Thread: partitioning os swap data log tempdb
Hi, we want to migrate from MS SQL Server (windows2000) to PostgreSQL (Linux) :-)) and we want to use the old MSSQL Hardware. Dual Pentium III 800 1 GB RAM 2 IDE 10 GB 2 RAID Controller (RAID 0,1 aviable) with 2 9GB SCSI HDD 1 RAID Controller (RAID 0,1,5 aviable) with 3 18GB SCSI HDD The configuration for MS-SQL was this: OS on the 2 IDE Harddisks with Software-RAID1 SQL-Data on RAID-Controller with RAID-5 (3 x 18GB SCSI Harddisks) SQL-TempDB on RAID-Controller with RAID-1 (2 x 9GB SCSI Harddisk) SQL-TransactionLog on RAID-Controller with RAID-1 (2 x 9GB SCSI Harddisk) Can i make a similar configuration with PostgreSQL? Or what is the prefered fragmentation for operatingsystem, swap-partition, data, indexes, tempdb and transactionlog? What is pg_xlog and how important is it? What ist the prefered filesystem (ext2, ext3 or raiserfs)? We want to use about 20 databases with varios size from 5 MB to 500MB per database and more selects than inserts (insert/select ratio about 1/10) for fast webaccess. Thank you for your hints! Bye, Mario
On 24 Feb 2003 at 10:52, Schaefer, Mario wrote: > Hi, > > we want to migrate from MS SQL Server (windows2000) > to PostgreSQL (Linux) :-)) > and we want to use the old MSSQL Hardware. > > Dual Pentium III 800 > 1 GB RAM > 2 IDE 10 GB > 2 RAID Controller (RAID 0,1 aviable) with 2 9GB SCSI HDD > 1 RAID Controller (RAID 0,1,5 aviable) with 3 18GB SCSI HDD > > The configuration for MS-SQL was this: > OS on the 2 IDE Harddisks with Software-RAID1 > SQL-Data on RAID-Controller with RAID-5 (3 x 18GB SCSI Harddisks) > SQL-TempDB on RAID-Controller with RAID-1 (2 x 9GB SCSI Harddisk) > SQL-TransactionLog on RAID-Controller with RAID-1 (2 x 9GB SCSI Harddisk) > > Can i make a similar configuration with PostgreSQL? > Or what is the prefered fragmentation for > operatingsystem, swap-partition, data, indexes, tempdb and transactionlog? Hmm.. You can put your OS on IDE and databases on 3x18GB SCSI. Postgresql can not split data/indexes/tempdb etc. So they will be on one drive. You don't have much of a choice here. > What is pg_xlog and how important is it? It is transaction log. It is hit every now and then for insert/update/deletes. Symlinking it to a separate drive would be a great performance boost. Put it on the other SCSI disk. AFAIK, it is a single file. I suggest you put WAL and xlog on other 2x9GB SCSI drive. You need to shut down postgresql after schema creation and symlink the necessary files by hand. If postgresql ever recreates these files/directories by hand, it will drop the symlinks and recreate the files. In that case you need to redo the exercise of symlinkg. > What ist the prefered filesystem (ext2, ext3 or raiserfs)? reiserfs or XFS. > We want to use about 20 databases with varios size from 5 MB to 500MB per > database > and more selects than inserts (insert/select ratio about 1/10) for fast > webaccess. shouldn't be a problem. Tune shared_buffers around 150-250MB. Beef up FSM entries, sort mem and vacuum regularly. HTH Bye Shridhar -- Slous' Contention: If you do a job too well, you'll get stuck with it.
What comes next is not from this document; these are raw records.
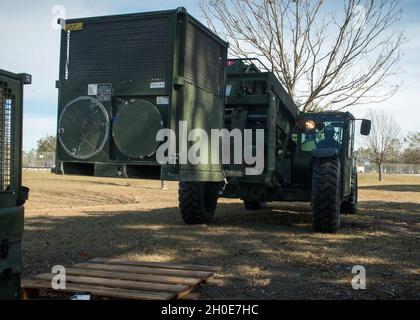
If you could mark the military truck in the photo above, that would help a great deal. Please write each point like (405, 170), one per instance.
(12, 194)
(124, 78)
(308, 156)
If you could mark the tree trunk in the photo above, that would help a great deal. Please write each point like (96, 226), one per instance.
(381, 178)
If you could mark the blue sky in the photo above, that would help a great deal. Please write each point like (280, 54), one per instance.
(33, 47)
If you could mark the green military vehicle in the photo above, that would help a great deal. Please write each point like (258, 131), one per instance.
(12, 194)
(308, 156)
(124, 78)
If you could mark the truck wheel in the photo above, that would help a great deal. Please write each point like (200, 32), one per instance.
(198, 201)
(254, 205)
(350, 206)
(326, 195)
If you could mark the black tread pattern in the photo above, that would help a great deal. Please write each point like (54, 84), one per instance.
(350, 206)
(254, 205)
(198, 201)
(326, 195)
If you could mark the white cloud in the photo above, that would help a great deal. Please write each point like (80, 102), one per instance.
(36, 127)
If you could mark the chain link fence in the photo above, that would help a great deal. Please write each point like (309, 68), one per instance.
(38, 160)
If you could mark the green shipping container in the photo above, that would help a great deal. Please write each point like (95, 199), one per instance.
(12, 194)
(125, 77)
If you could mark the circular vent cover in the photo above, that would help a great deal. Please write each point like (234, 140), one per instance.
(135, 127)
(83, 128)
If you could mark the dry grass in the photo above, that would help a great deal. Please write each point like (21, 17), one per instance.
(272, 254)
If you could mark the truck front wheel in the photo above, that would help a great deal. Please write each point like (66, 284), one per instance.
(198, 201)
(326, 195)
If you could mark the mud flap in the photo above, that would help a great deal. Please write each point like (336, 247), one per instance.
(11, 232)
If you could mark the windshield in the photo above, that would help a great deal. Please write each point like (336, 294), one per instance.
(328, 135)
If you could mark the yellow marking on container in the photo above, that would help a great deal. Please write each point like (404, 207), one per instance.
(74, 26)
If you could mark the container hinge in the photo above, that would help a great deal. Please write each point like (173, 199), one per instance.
(4, 249)
(179, 82)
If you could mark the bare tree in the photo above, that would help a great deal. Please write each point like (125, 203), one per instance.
(384, 141)
(328, 57)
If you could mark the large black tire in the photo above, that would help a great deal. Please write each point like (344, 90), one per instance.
(326, 195)
(350, 206)
(198, 201)
(255, 205)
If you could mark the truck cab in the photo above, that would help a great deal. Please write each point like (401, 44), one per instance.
(321, 134)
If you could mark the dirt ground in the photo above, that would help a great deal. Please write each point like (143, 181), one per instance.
(272, 254)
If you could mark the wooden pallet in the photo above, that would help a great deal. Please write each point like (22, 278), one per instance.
(120, 279)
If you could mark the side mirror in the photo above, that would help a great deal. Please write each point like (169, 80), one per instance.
(365, 127)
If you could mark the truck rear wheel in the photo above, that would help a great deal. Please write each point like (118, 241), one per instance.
(350, 206)
(326, 195)
(198, 201)
(255, 205)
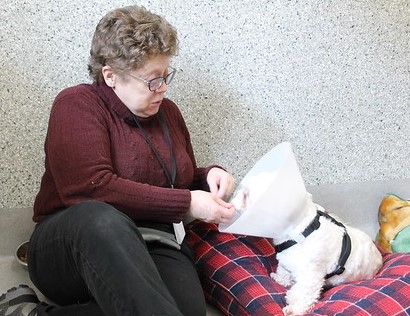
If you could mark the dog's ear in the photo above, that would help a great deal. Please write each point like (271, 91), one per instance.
(394, 215)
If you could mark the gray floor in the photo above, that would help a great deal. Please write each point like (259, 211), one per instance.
(355, 203)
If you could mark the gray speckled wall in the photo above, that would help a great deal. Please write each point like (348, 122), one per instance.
(332, 77)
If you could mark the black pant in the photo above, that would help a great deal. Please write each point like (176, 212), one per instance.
(91, 259)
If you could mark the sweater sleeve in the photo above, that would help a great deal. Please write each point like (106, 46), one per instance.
(200, 173)
(79, 166)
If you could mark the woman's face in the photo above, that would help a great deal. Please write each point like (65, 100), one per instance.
(135, 94)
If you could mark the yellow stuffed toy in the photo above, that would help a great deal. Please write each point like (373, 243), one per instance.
(394, 220)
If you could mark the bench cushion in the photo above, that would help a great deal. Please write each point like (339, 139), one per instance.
(234, 271)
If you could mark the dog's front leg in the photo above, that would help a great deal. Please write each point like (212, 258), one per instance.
(304, 293)
(282, 276)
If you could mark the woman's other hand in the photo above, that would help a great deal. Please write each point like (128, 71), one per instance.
(221, 183)
(210, 208)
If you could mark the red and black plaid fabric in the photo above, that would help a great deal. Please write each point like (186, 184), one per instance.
(234, 271)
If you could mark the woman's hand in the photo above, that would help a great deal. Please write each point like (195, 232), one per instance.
(221, 183)
(209, 208)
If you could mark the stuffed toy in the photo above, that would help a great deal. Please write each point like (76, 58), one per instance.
(394, 220)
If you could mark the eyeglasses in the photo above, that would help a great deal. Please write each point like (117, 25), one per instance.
(156, 83)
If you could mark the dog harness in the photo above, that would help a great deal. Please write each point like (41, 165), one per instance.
(314, 225)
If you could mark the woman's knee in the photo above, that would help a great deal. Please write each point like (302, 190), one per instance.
(100, 220)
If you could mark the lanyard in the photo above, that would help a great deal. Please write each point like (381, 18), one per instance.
(170, 175)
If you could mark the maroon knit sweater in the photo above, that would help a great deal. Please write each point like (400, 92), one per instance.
(95, 151)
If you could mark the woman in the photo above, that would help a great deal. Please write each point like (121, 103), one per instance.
(120, 174)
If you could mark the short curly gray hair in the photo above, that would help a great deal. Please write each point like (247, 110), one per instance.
(127, 37)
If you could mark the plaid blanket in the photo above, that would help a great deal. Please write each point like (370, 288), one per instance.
(234, 271)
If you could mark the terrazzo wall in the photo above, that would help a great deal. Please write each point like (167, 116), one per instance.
(331, 77)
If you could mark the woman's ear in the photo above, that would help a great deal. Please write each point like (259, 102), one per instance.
(110, 77)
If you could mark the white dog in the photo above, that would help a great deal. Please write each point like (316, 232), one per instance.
(314, 250)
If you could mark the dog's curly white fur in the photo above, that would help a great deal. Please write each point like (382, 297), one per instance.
(303, 267)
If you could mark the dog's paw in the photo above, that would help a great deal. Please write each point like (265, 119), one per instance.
(292, 311)
(288, 311)
(282, 279)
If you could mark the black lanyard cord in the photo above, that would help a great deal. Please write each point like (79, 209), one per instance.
(171, 177)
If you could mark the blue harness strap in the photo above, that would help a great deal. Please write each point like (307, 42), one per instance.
(314, 225)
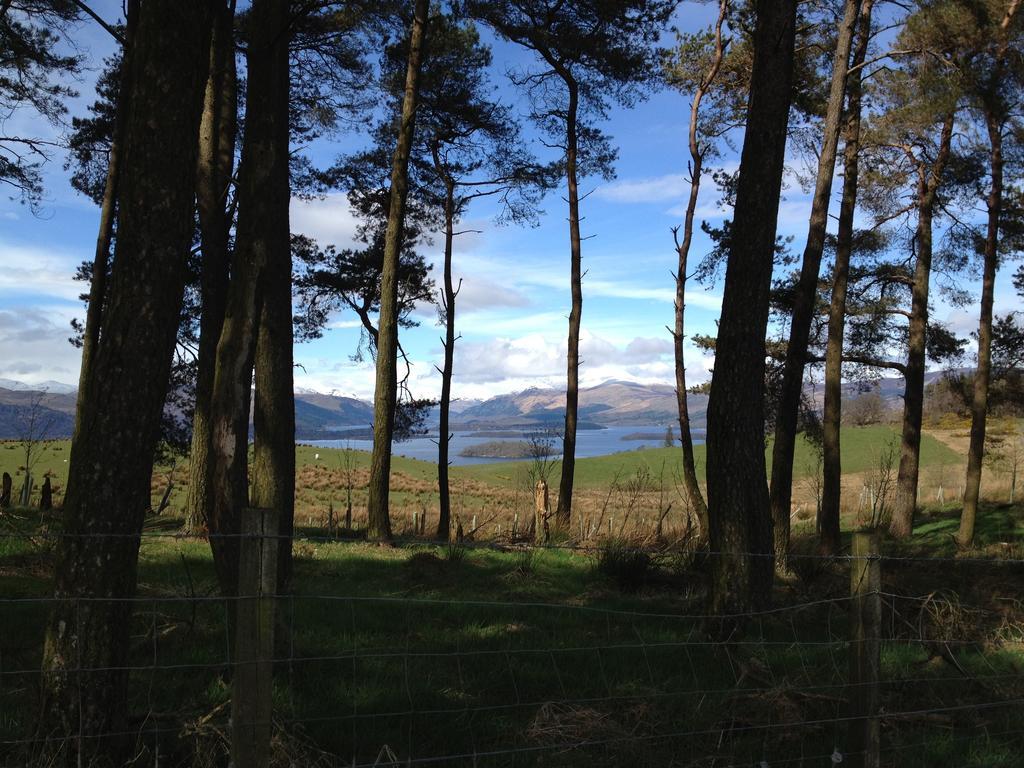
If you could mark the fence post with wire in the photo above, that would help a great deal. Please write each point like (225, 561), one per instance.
(252, 683)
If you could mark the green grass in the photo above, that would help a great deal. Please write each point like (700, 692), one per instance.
(476, 647)
(861, 446)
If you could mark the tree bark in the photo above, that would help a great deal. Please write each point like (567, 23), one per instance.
(108, 213)
(737, 492)
(253, 265)
(386, 387)
(979, 404)
(828, 519)
(273, 415)
(563, 511)
(84, 683)
(216, 161)
(913, 393)
(806, 295)
(693, 494)
(449, 298)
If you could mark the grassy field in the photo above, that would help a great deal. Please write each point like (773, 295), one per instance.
(499, 654)
(514, 653)
(638, 483)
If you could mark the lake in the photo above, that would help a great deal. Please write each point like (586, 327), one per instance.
(589, 442)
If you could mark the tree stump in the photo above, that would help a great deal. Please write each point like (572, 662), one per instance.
(46, 496)
(542, 511)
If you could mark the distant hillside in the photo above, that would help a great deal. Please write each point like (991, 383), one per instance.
(610, 403)
(316, 416)
(321, 416)
(48, 423)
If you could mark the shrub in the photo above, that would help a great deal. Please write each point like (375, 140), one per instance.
(629, 565)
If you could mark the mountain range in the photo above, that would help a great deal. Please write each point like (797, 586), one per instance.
(320, 416)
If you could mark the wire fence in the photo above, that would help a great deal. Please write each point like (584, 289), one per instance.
(404, 676)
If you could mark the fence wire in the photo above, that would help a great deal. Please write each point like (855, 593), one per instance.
(413, 678)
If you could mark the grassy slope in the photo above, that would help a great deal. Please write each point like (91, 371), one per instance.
(380, 643)
(861, 446)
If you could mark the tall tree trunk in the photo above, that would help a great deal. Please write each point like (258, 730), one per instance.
(255, 264)
(828, 518)
(693, 494)
(386, 386)
(273, 416)
(563, 511)
(84, 683)
(216, 161)
(913, 393)
(805, 299)
(448, 303)
(979, 406)
(108, 213)
(737, 491)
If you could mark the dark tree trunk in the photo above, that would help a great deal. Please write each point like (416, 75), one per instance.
(979, 404)
(737, 491)
(108, 212)
(255, 264)
(805, 299)
(386, 386)
(273, 415)
(563, 511)
(112, 454)
(216, 160)
(444, 498)
(913, 393)
(828, 519)
(693, 494)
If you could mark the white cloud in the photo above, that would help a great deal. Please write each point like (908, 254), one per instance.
(28, 269)
(652, 189)
(479, 293)
(35, 344)
(330, 220)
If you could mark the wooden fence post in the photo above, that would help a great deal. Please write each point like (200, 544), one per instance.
(865, 656)
(252, 682)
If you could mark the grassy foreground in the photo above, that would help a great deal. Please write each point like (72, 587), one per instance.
(552, 656)
(637, 483)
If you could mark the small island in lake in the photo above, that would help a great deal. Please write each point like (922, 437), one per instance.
(501, 450)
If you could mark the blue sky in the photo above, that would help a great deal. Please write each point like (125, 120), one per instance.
(515, 298)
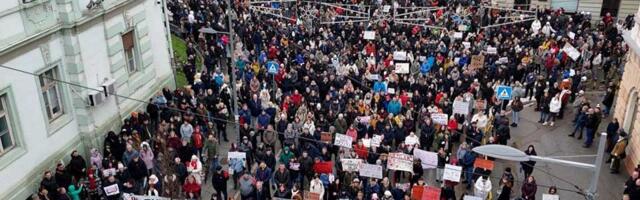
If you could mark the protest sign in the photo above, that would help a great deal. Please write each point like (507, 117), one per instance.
(550, 197)
(369, 35)
(351, 165)
(112, 190)
(429, 160)
(483, 164)
(376, 140)
(402, 68)
(344, 141)
(369, 170)
(477, 62)
(326, 137)
(571, 51)
(452, 173)
(439, 118)
(460, 107)
(400, 162)
(399, 55)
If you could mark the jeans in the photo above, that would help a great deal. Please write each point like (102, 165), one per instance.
(515, 117)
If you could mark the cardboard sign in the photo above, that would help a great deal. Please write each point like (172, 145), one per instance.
(550, 197)
(369, 35)
(477, 62)
(402, 68)
(112, 190)
(483, 164)
(429, 160)
(431, 192)
(326, 137)
(440, 118)
(399, 55)
(369, 170)
(344, 141)
(452, 173)
(351, 165)
(461, 107)
(400, 162)
(376, 140)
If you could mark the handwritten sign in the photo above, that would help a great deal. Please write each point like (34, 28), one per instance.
(400, 162)
(429, 160)
(369, 170)
(351, 165)
(326, 137)
(376, 140)
(452, 173)
(477, 62)
(461, 107)
(440, 118)
(343, 141)
(483, 164)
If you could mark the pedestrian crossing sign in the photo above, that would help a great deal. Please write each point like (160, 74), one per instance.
(503, 92)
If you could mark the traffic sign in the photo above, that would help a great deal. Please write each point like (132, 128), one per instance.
(504, 92)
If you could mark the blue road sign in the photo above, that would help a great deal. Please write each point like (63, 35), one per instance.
(503, 92)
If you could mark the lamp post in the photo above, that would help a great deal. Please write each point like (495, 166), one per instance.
(509, 153)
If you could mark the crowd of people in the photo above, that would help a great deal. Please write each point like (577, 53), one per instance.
(330, 80)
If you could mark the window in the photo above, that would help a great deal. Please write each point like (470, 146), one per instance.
(51, 93)
(129, 51)
(6, 136)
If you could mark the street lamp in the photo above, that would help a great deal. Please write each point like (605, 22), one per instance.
(509, 153)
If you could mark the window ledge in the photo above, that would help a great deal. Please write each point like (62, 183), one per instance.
(12, 155)
(55, 125)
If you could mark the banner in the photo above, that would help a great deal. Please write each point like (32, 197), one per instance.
(400, 162)
(369, 170)
(429, 160)
(461, 107)
(483, 163)
(351, 165)
(477, 62)
(343, 141)
(376, 140)
(452, 173)
(402, 68)
(440, 118)
(326, 137)
(323, 167)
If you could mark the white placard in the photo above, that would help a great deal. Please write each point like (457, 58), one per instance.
(399, 55)
(440, 118)
(550, 197)
(457, 35)
(571, 51)
(369, 35)
(376, 140)
(343, 141)
(112, 190)
(400, 162)
(460, 107)
(351, 165)
(402, 68)
(452, 173)
(429, 160)
(492, 50)
(469, 197)
(369, 170)
(411, 141)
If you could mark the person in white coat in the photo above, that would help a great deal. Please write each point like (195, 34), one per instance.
(554, 109)
(316, 186)
(482, 187)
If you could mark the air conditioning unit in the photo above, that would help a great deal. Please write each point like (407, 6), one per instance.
(109, 87)
(95, 98)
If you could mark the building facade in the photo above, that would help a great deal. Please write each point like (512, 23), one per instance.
(626, 104)
(115, 45)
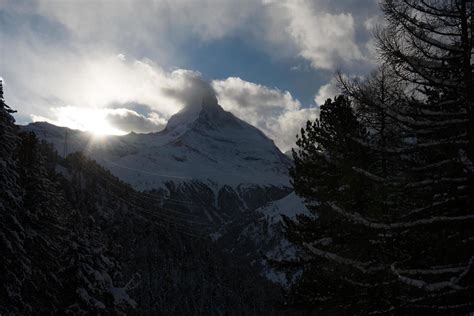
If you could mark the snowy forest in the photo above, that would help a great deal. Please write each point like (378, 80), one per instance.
(386, 172)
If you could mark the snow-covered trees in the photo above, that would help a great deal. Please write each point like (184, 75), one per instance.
(13, 261)
(394, 231)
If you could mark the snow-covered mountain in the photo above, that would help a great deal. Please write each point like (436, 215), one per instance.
(206, 163)
(201, 142)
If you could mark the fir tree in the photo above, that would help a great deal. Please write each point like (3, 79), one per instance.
(14, 262)
(408, 245)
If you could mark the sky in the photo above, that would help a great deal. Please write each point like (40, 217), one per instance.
(113, 67)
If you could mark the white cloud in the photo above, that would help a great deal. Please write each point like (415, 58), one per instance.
(327, 91)
(323, 38)
(103, 120)
(275, 112)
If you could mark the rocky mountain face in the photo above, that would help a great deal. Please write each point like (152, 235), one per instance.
(223, 174)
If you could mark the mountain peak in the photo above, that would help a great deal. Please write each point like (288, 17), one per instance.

On Mon, Feb 24, 2003 at 10:52:55AM +0100, Schaefer, Mario wrote: > Can i make a similar configuration with PostgreSQL? Sort of. PostgreSQL currently does not have a convenient way to specify where this or that part of the database lives. As a result, your best bet is to use RAID 1+0 for the data area, and get the speed that way. If you must do it without more hardware, however, you can manually move some files to other drives and symlink them. You _must_ do this while offline, and if the file grows above 1G, the advantage will be lost. It is nevertheless a good idea to put your OS, data directory, and write head log (WAL) on separate disks. Also, you should make sure your PostgreSQL logs don't interfere with the database I/O (the OS disk is probably a good place for them, but make sure you use some sort of log rotator. Syslog is helpful here). > What is pg_xlog and how important is it? It's the write ahead log. Put it on a separate RAID. > What ist the prefered filesystem (ext2, ext3 or raiserfs)? Certainly ext2 is not crash-safe. There've been some reports of corruption under reiserfs, but I've never had it happen. There have been complaints about performance with ext3. You might want to investigate XFS, as it was designed for this sort of task. > We want to use about 20 databases with varios size from 5 MB to 500MB per > database > and more selects than inserts (insert/select ratio about 1/10) for fast > webaccess. The WAL is less critical in this case, because it is only extended when you change the data, not when you select. A -- ---- Andrew Sullivan 204-4141 Yonge Street Liberty RMS Toronto, Ontario Canada <andrew@libertyrms.info> M2P 2A8 +1 416 646 3304 x110
On Mon, 24 Feb 2003, Schaefer, Mario wrote: > Hi, > > we want to migrate from MS SQL Server (windows2000) > to PostgreSQL (Linux) :-)) > and we want to use the old MSSQL Hardware. > > Dual Pentium III 800 > 1 GB RAM > 2 IDE 10 GB > 2 RAID Controller (RAID 0,1 aviable) with 2 9GB SCSI HDD > 1 RAID Controller (RAID 0,1,5 aviable) with 3 18GB SCSI HDD > > The configuration for MS-SQL was this: > OS on the 2 IDE Harddisks with Software-RAID1 > SQL-Data on RAID-Controller with RAID-5 (3 x 18GB SCSI Harddisks) > SQL-TempDB on RAID-Controller with RAID-1 (2 x 9GB SCSI Harddisk) > SQL-TransactionLog on RAID-Controller with RAID-1 (2 x 9GB SCSI Harddisk) > > Can i make a similar configuration with PostgreSQL? > Or what is the prefered fragmentation for > operatingsystem, swap-partition, data, indexes, tempdb and transactionlog? > > What is pg_xlog and how important is it? > > What ist the prefered filesystem (ext2, ext3 or raiserfs)? > > We want to use about 20 databases with varios size from 5 MB to 500MB per > database > and more selects than inserts (insert/select ratio about 1/10) for fast > webaccess. With that ratio of writers to readers, you may find a big RAID5 works as well as anything. Also, you don't mention what RAID controllers you're using. If they're real low end stuff like adaptec 133s, then you're better off just using them as straight scsi cards under linux and letting the kernel do the work. Can you create RAID arrays across multiple RAID cards on that setup? if so, a big RAID-5 with 4 9 gigs and 3 more 9 gigs from the other 3 drives might be your fastest storage. That's 36 gigs of storage across 7 spindles, which means good parallel read access. How many simo users are you expecting?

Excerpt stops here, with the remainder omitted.